Lonergan, Jesse (Author)
Nov 2009. 104 p. NBM/ComicsLit, paperback, $10.95. (9781561635702). 741.5.
Lonergan’s clean, sharp lines, minimal backgrounds, and pure black and white (no grays, not even via shading) make another story of a youthful, probably temporary relationship vivid and affecting. Whereas Flower and Fade (2007) recounted a six-month love affair, this book portrays a cross-cultural friendship within a two-year Peace Corps stint. While American Joe is in Turkmenistan, a former Soviet republic ruled by a quixotic strongman, he makes a good friend in English-proficient Azat.
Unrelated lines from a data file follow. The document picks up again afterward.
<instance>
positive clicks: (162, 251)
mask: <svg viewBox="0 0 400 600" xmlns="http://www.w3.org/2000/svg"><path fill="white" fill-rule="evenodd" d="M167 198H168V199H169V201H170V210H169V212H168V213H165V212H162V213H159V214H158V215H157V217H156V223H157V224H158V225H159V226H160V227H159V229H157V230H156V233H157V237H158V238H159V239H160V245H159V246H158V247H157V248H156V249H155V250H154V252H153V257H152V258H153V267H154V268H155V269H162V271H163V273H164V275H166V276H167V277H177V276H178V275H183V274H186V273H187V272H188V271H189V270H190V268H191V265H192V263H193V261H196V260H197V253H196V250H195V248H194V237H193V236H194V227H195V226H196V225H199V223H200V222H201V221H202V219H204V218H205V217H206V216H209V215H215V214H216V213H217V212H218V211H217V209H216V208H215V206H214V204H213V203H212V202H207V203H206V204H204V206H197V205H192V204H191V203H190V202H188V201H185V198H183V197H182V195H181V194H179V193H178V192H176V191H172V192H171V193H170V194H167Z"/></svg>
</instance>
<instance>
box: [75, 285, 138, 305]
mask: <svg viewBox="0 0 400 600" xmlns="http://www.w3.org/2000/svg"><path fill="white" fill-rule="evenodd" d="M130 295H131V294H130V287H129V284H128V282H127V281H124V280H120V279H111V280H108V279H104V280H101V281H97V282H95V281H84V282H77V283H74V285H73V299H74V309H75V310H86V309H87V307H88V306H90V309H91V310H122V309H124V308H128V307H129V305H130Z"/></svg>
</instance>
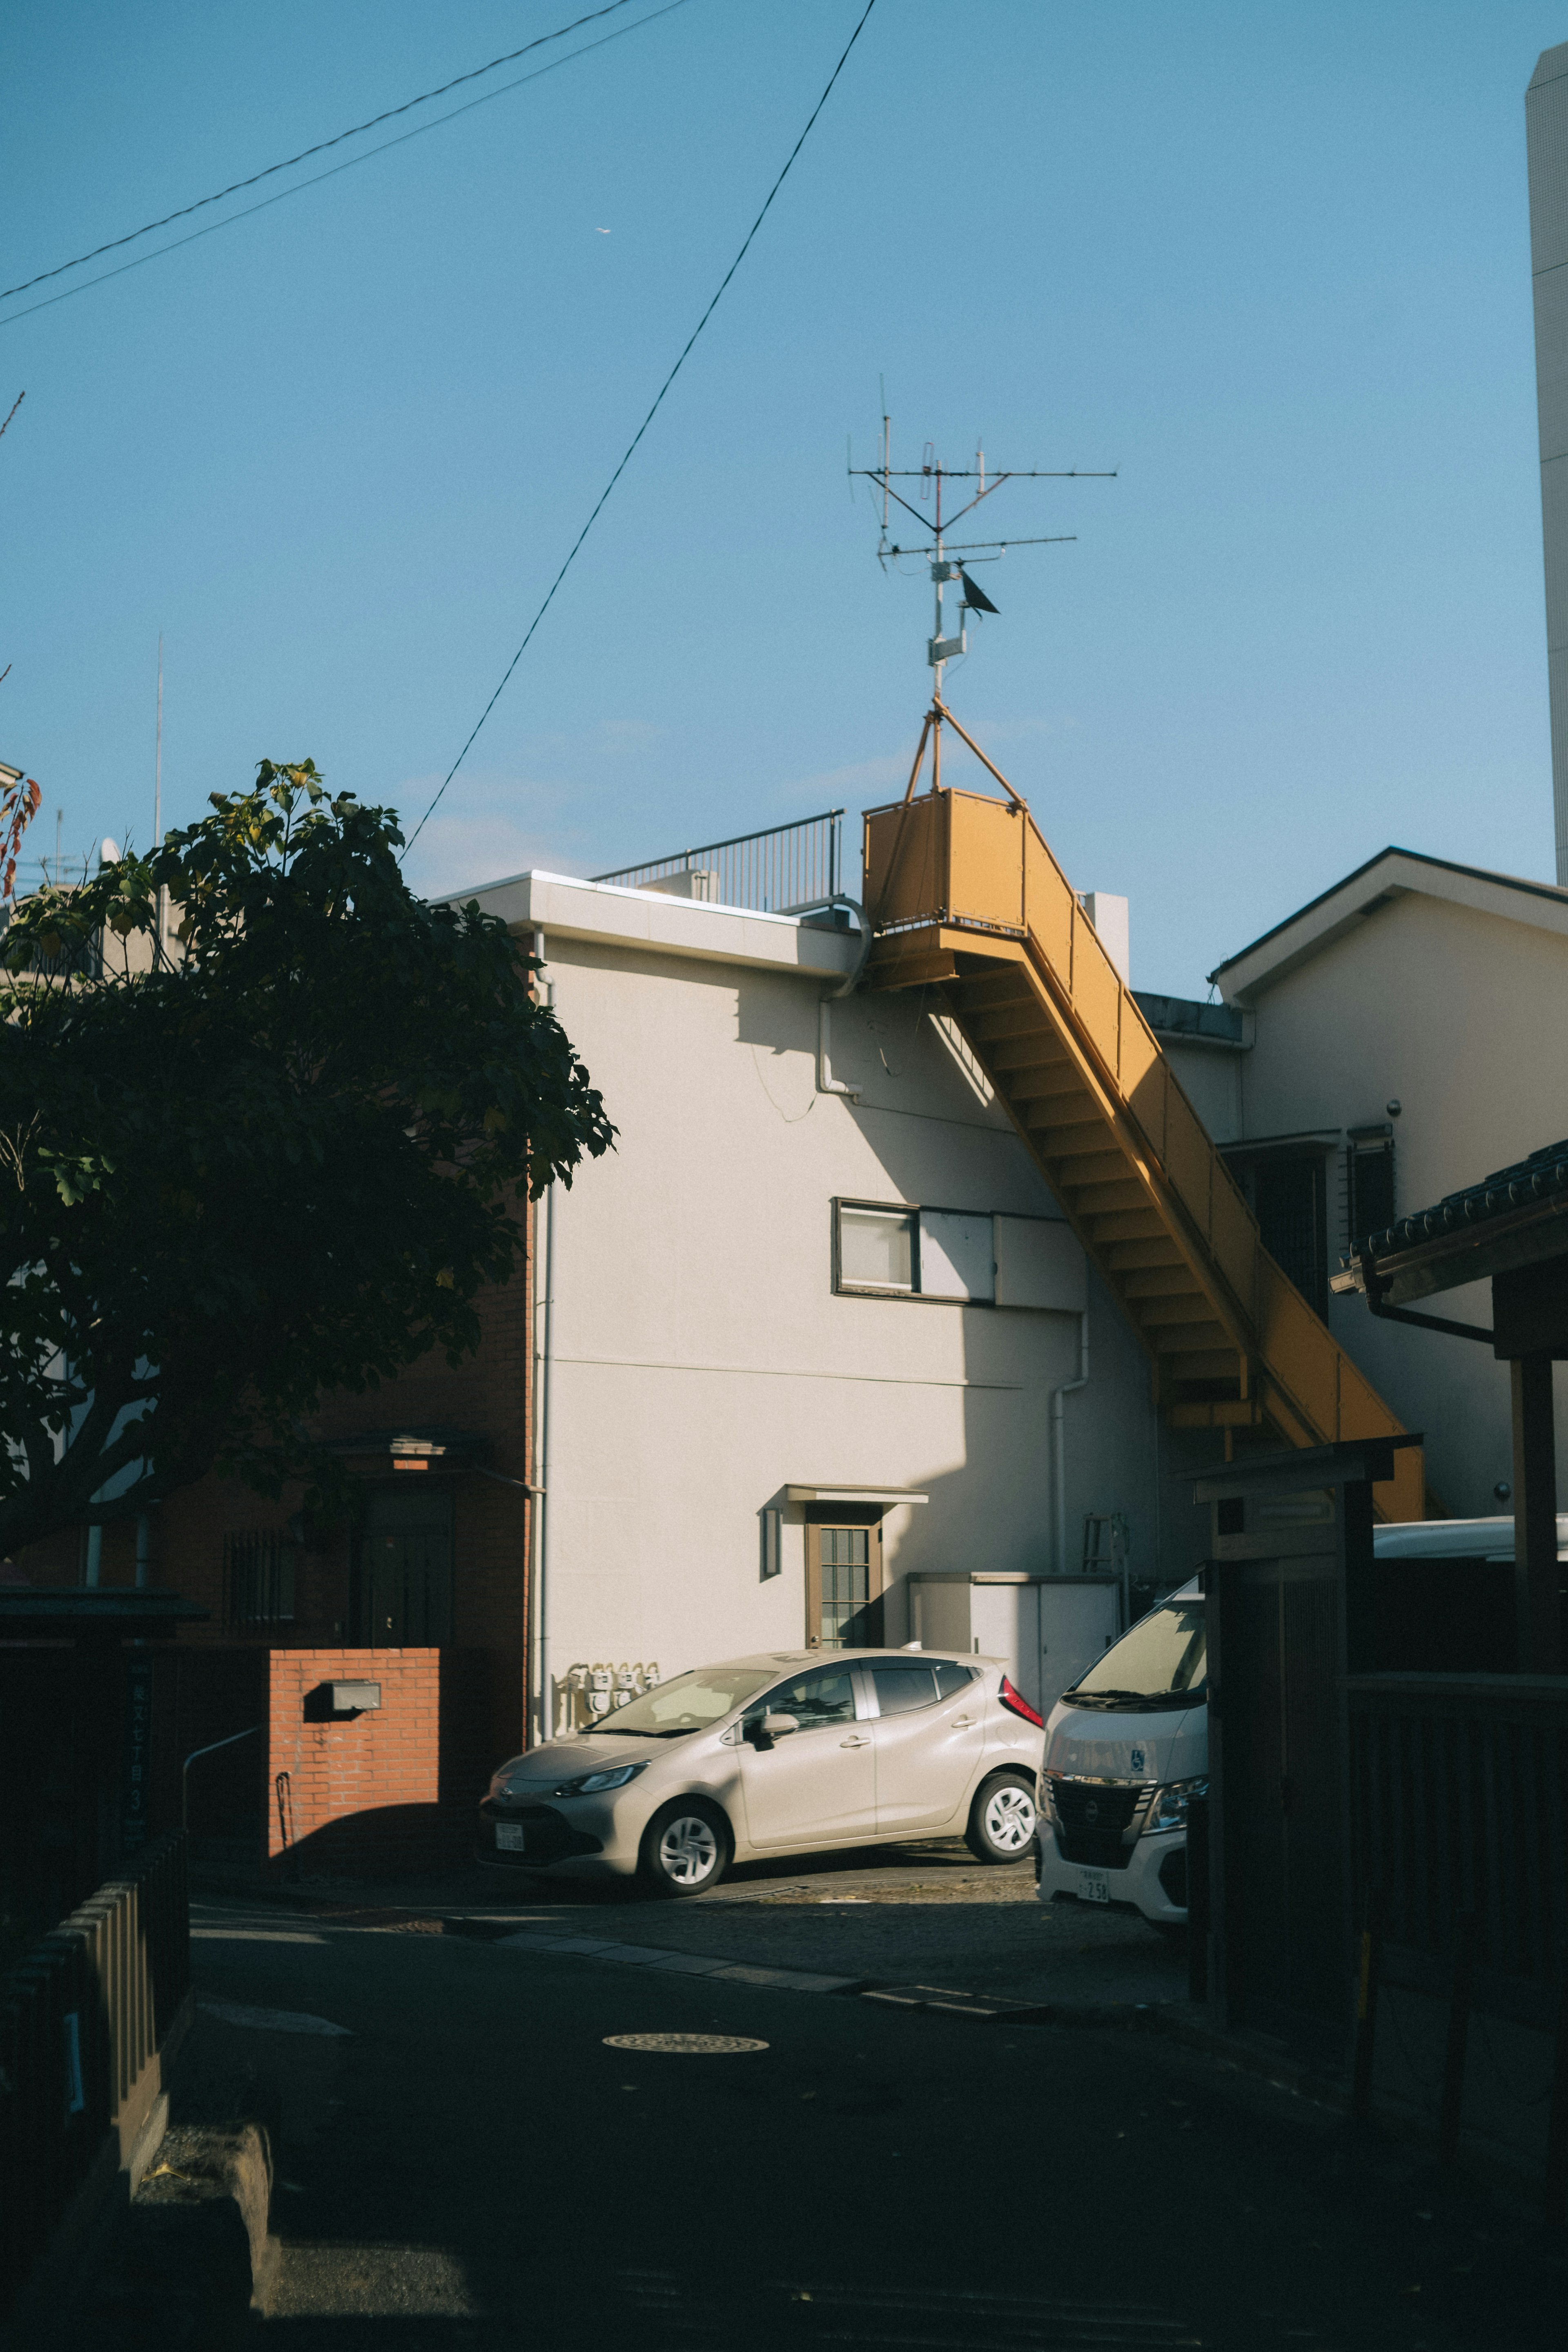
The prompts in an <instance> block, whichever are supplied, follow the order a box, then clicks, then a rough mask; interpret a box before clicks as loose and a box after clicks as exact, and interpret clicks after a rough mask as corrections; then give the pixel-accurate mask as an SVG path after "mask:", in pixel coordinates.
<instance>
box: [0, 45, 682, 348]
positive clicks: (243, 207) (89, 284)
mask: <svg viewBox="0 0 1568 2352" xmlns="http://www.w3.org/2000/svg"><path fill="white" fill-rule="evenodd" d="M677 7H686V0H665V5H663V7H656V9H651V12H649V14H646V16H637V19H635V24H623V26H618V28H616V31H614V33H599V38H597V40H585V42H583V47H581V49H567V54H564V56H552V59H550V64H548V66H534V71H531V73H520V75H517V80H512V82H501V87H498V89H487V92H482V94H480V96H477V99H465V101H463V103H461V106H451V108H449V111H447V113H444V115H435V118H433V120H430V122H416V125H414V129H411V132H397V136H395V139H383V141H381V143H378V146H374V148H364V153H362V155H350V158H348V160H346V162H334V165H327V169H324V172H313V174H310V179H296V181H294V186H292V188H280V191H277V195H263V198H261V200H259V202H254V205H240V209H237V212H226V214H223V219H221V221H207V226H205V228H188V230H186V235H183V238H169V242H167V245H158V247H153V252H150V254H136V256H134V261H118V263H115V266H113V270H99V275H96V278H82V282H80V285H75V287H63V289H61V292H59V294H45V296H42V301H31V303H28V306H26V310H5V313H0V329H2V327H9V325H12V322H14V320H19V318H33V313H35V310H47V308H49V306H52V303H56V301H71V296H73V294H87V292H89V287H101V285H106V282H108V280H110V278H125V273H127V270H139V268H143V263H148V261H160V259H162V256H165V254H176V252H179V249H181V245H195V242H197V238H214V235H216V233H219V228H233V223H235V221H249V216H252V214H254V212H266V209H268V205H282V202H284V198H289V195H299V193H301V191H303V188H320V183H322V181H324V179H336V176H339V172H353V169H355V165H362V162H371V160H374V158H376V155H386V153H388V148H395V146H407V141H409V139H423V134H425V132H437V129H440V127H442V122H456V118H458V115H468V113H473V108H475V106H489V101H491V99H503V96H505V94H508V89H522V85H524V82H541V80H543V78H545V73H557V71H559V68H562V66H571V64H574V61H576V59H578V56H588V52H590V49H604V47H607V45H609V42H611V40H625V35H628V33H642V28H644V26H646V24H654V21H656V19H658V16H670V14H675V9H677ZM583 21H588V19H583ZM548 38H552V35H548ZM411 103H416V101H411Z"/></svg>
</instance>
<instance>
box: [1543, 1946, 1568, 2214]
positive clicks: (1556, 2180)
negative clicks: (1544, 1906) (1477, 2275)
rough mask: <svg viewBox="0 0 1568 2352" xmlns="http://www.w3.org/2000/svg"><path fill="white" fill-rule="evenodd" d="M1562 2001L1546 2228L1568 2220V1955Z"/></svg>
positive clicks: (1554, 2055) (1548, 2171)
mask: <svg viewBox="0 0 1568 2352" xmlns="http://www.w3.org/2000/svg"><path fill="white" fill-rule="evenodd" d="M1563 1962H1566V1973H1563V2004H1561V2009H1559V2013H1556V2053H1554V2063H1552V2107H1549V2114H1547V2178H1544V2183H1542V2206H1544V2216H1547V2227H1554V2230H1561V2227H1563V2223H1568V1955H1563Z"/></svg>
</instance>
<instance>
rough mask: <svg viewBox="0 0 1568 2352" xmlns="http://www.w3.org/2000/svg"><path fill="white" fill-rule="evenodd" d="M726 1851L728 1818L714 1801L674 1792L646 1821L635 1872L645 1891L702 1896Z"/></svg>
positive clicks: (729, 1846)
mask: <svg viewBox="0 0 1568 2352" xmlns="http://www.w3.org/2000/svg"><path fill="white" fill-rule="evenodd" d="M729 1856H731V1837H729V1823H726V1820H724V1813H722V1811H719V1809H717V1804H705V1802H703V1799H701V1797H677V1799H675V1802H672V1804H665V1806H663V1811H658V1813H654V1820H651V1823H649V1825H646V1830H644V1837H642V1858H639V1865H637V1875H639V1879H642V1882H644V1886H646V1889H649V1893H656V1896H701V1893H708V1889H710V1886H717V1884H719V1879H722V1877H724V1872H726V1870H729Z"/></svg>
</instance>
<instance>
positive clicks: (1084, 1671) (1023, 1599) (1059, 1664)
mask: <svg viewBox="0 0 1568 2352" xmlns="http://www.w3.org/2000/svg"><path fill="white" fill-rule="evenodd" d="M1121 1630H1124V1628H1121V1578H1119V1576H1009V1573H1004V1571H999V1573H994V1576H987V1573H985V1571H973V1573H964V1571H961V1569H952V1571H945V1569H936V1571H924V1573H917V1576H910V1639H914V1642H919V1644H922V1649H957V1651H969V1653H971V1656H973V1653H976V1651H978V1653H980V1656H983V1658H1006V1661H1009V1668H1006V1670H1009V1677H1011V1679H1013V1684H1016V1686H1018V1689H1020V1691H1023V1696H1025V1698H1027V1700H1030V1705H1032V1708H1039V1712H1041V1715H1048V1712H1051V1708H1053V1705H1056V1700H1058V1698H1060V1696H1063V1691H1065V1689H1070V1684H1074V1682H1077V1679H1079V1675H1086V1672H1088V1668H1091V1665H1093V1663H1095V1658H1103V1656H1105V1651H1107V1649H1110V1644H1112V1642H1114V1639H1117V1635H1119V1632H1121Z"/></svg>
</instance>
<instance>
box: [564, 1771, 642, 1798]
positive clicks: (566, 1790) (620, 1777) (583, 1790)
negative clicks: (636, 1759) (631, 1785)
mask: <svg viewBox="0 0 1568 2352" xmlns="http://www.w3.org/2000/svg"><path fill="white" fill-rule="evenodd" d="M646 1769H649V1766H646V1764H609V1766H607V1769H604V1771H581V1773H578V1776H576V1780H559V1783H557V1785H555V1788H552V1790H550V1795H552V1797H597V1795H599V1792H602V1790H607V1788H625V1783H628V1780H635V1778H637V1773H639V1771H646Z"/></svg>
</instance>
Like everyone else’s in Turkmenistan, it seems, Azat’s image of America derives from movies and TV. At least he understands when Joe corrects his misapprehensions, and his indefatigable optimism ensures his bouncing back when Joe bursts the bubbles, particularly the get-rich-quick schemes, which Azat inflates by trying to apply “American” thinking to Turkmeni reality. The country being Muslim, nobody dates, but there are a lot of weddings and even more vodka-slamming with the guys—practices that culminate in Azat’s bewildering to Joe but characteristically raucous wedding the day before a black-eyed Joe (Azat’s truculent older brother finally clocks him) must leave. Altogether excellent.